Крэпофон-треха (разрешенный законом предел когнитивности для AI составляет три мегатюринга) без труда подберет и биты, и текст – и даже пропоет его за исполнителя, если у того проблемы с голосом. Крэперу надо только шевелить ртом под возникающий в очках или слинзах текст, и выходной звук будет идеально совпадать с движениями рта. Поэтому парковые ребята в основном практикуются в искусстве эротического танца.
Так что делать крэп, с одной стороны, просто.
С другой стороны, за аренду крэпофона приходится платить, а это не дешевое удовольствие. Если у паркового крэпера бывает за ночь три клиента, два панча из трех идут на оплату аренды.
Я отношусь к этому направлению в музыке без всякого презрения. Иногда крэп доставляет, и его слушают не только те, кто снимает крэперов в Парке Культуры. Но фанатеть по крэп-исполнителям сегодня смешно и отчасти неприлично – могут принять за сексуального извращенца, чья девиация заключается именно в подобном фанатизме (у этого даже латинское название есть).

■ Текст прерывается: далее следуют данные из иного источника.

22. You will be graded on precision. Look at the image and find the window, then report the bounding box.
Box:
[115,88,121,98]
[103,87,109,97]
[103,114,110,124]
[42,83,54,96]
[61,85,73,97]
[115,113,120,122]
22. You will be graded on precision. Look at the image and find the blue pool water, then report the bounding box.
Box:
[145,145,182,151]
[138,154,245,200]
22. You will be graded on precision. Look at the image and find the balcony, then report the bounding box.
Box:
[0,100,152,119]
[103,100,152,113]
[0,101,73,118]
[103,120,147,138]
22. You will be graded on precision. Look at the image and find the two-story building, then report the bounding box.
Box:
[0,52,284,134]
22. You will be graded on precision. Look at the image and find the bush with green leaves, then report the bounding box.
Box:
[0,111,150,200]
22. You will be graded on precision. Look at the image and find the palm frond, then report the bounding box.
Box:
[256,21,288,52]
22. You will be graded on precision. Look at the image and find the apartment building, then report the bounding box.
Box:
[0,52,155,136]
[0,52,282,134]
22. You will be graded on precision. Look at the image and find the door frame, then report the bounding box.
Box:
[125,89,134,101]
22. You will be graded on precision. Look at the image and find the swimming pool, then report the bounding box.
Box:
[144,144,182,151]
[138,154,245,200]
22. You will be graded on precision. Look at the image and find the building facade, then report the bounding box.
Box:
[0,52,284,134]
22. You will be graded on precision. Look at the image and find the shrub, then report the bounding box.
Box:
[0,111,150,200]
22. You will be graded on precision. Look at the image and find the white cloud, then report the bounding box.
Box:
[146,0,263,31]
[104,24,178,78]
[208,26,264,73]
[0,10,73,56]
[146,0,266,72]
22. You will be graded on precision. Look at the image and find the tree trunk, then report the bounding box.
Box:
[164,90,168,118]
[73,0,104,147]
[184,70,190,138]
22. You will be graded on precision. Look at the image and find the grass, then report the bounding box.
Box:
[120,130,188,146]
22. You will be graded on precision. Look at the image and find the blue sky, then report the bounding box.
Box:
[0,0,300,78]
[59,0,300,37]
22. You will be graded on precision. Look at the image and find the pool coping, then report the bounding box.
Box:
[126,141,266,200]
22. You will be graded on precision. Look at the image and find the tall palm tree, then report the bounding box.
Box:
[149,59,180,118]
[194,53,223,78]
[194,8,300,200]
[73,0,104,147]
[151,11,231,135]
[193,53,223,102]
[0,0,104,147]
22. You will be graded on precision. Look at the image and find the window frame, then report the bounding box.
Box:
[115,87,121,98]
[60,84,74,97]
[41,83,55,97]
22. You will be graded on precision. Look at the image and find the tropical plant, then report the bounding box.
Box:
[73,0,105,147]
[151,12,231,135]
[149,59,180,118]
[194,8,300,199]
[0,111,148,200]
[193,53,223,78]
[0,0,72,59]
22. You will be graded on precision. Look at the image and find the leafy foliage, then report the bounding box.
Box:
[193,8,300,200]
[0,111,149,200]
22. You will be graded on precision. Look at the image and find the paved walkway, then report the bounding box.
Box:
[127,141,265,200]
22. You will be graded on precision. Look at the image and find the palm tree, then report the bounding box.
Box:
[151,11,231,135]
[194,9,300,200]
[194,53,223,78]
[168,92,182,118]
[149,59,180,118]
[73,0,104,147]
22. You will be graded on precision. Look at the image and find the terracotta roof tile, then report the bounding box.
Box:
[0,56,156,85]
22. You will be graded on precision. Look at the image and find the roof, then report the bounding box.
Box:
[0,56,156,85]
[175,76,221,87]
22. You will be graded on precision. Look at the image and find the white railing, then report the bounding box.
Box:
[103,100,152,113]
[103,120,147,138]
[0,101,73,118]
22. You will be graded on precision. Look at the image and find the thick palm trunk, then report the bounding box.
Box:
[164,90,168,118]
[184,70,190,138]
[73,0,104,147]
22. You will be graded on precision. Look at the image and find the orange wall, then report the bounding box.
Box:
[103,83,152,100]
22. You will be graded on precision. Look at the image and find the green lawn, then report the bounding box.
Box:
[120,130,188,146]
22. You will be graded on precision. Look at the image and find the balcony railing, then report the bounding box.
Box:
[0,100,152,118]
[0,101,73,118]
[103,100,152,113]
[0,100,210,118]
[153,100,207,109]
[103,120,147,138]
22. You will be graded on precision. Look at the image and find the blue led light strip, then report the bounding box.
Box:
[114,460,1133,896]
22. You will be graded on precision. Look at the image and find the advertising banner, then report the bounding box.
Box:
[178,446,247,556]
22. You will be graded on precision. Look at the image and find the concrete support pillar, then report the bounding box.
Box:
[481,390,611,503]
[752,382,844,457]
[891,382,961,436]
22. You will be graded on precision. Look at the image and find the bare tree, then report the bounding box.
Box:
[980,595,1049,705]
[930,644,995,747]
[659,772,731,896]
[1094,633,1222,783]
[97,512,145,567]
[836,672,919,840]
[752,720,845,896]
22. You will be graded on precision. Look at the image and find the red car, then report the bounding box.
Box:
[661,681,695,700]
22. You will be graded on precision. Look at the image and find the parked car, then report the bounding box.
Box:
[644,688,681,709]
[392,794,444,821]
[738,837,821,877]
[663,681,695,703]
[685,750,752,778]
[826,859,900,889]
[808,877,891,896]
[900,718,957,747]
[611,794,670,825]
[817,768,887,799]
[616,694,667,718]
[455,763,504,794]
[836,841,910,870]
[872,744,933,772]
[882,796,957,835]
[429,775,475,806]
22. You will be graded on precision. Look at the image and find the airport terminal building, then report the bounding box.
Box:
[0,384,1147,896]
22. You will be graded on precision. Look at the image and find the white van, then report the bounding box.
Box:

То, что называется творчеством, давно переместилось из крэпа во вбойку. Она внешне похожа на крэп.
У крэперов бывают концерты. У вбойщиков – тоже, хотя чаще их называют стримами. Все выглядит почти одинаково: люди в большом зале или на стадионе топчутся и вопят, играет музыка. Но сущностная разница огромна.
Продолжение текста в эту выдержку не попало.